How do I prioritise?
Trigger Warning
Words of suicidal thoughts - To my Mum and Dad - I tried to chat with you about this post yesterday before I published. I know you know a lot of this already but need you to know, I’m really okay. Sharing here incase it helps others.
Asked to empty my head. And while I know this is what I need, I’m so frightened of what I might find in there.
Working on the front step for a bit in the sun.
I know that every time I move into a new space in my home I have a gazillion thoughts, must paint that, should clean that, this is so filthy, must organise these. How on earth am I to capture it all? And what about the ones that are regular habits that need to be built, like making sure I have clean clothes for the week ahead and my son’s uniform together.
With Jesus right here with me. With the Holy Spirit flowing through me. With tears. With smells. With coffee.
Well, the way I do this is by a multitude of different things. I need all the tools I can to regulate while I do it, because I’m breaking through years and years of habits that no longer serve me. They kept me alive, quite literally. Two or three times I almost went there, with a plan to end my life. And now I still have these thoughts, but I never get as far as making a plan. They are fleeting and passing, never holding on too tight.
When you push through the old patterns and fear. Fear of the unknown, of failure, of being too much and not enough at the same time.
Stopping drinking has allowed me to manage these thoughts much better. Even writing this now I’ve stopped crying, I’m putting the overwhelm back in its box. I’m breathing deeply and my shoulders have dropped. My body is softening.
With movement. With technology. With watercolours. With prayer. With kindness. With Post-its.
I do this by continuing to move and do things, even through the tears. I pick up the pink Post-its and log it all. Basically it’s my Rainbow, my grounding, my learning. And I share it so that if anyone else feels even remotely similar, like there is so much stuff in their brain it might explode, or that there are so many things to do, so many urgent and important, never-ending things, but then there is the creative side that has incredible ideas that you can’t put down. It feels manic and dissregulated. I probably am, at times. I hold a lot. But I’m here, taking a Friday morning to put it all down. To release it and empty my brain, one chunk and one block at a time.
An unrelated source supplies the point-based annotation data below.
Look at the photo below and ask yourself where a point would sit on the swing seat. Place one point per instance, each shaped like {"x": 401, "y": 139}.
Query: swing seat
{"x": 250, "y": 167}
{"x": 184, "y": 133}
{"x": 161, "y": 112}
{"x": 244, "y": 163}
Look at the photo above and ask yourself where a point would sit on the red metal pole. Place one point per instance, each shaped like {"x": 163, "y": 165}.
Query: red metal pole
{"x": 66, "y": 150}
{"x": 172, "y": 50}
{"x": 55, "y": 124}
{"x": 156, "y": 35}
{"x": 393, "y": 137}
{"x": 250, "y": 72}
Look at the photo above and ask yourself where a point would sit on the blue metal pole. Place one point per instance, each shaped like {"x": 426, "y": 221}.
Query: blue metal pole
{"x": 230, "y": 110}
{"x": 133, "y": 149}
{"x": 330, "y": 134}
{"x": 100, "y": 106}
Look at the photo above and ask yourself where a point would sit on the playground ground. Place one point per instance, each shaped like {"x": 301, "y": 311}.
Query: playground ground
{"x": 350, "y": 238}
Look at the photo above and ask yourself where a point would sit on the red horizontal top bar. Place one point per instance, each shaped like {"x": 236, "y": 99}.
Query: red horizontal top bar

How — Rainbow (mine). Patent it? Push through with a Jester Pencil. With music blaring (Gospel). With God.
Once my body softened I moved on to other things. I had a great day at work, putting systems and software in place to help me keep an eye on the two large projects I hold. I made myself go out to meet some new people and some I already knew, in the female founder space, and it was quite simply invigorating. Talking about periods and how they can help us as well as hinder us. Talking code and building software. Meeting a fellow developer who is a young woman gave me tremendous hope in the business world. They are hungry for making a difference in women’s lives and aspirational about money too. Why shouldn’t they go for the millions, like every other young entrepreneur entering the space of founderdom? It was the first time the group had met up and I was so pleased I forced myself out of the door.
Now I’m back home, and I’ll go out again soon. With one major change, I shipped a small tweak to my Life Hive app, and now I can add a new block via an easy-to-use, mobile-friendly screen. So when my to-dos pop into my head I can simply add them right there and then, instead of fighting and scrolling.
I’m excited to see my son today. A brief cheap food shop, a trip to Pets at Home, and then back for some amazing cuddles and fun with a seven-year-old little genius.
I wanted to end by saying that the thoughts in my head are only that, thoughts. In my body lies the truth. The softened shoulders. No threat is here any more. I have a beautiful home, a gorgeous family and a stable income. What more can a girl need? Oh, and if she’s a massive nerd, she’ll need her laptop!
I’m on my way, and eternally grateful for the people who walk the path with me, and for the big guy in the sky who holds me in ways I can’t even articulate yet.








I feel sad for your state and feel very helpless at times. Always remember to reach out before that final straw takes effect. With love X.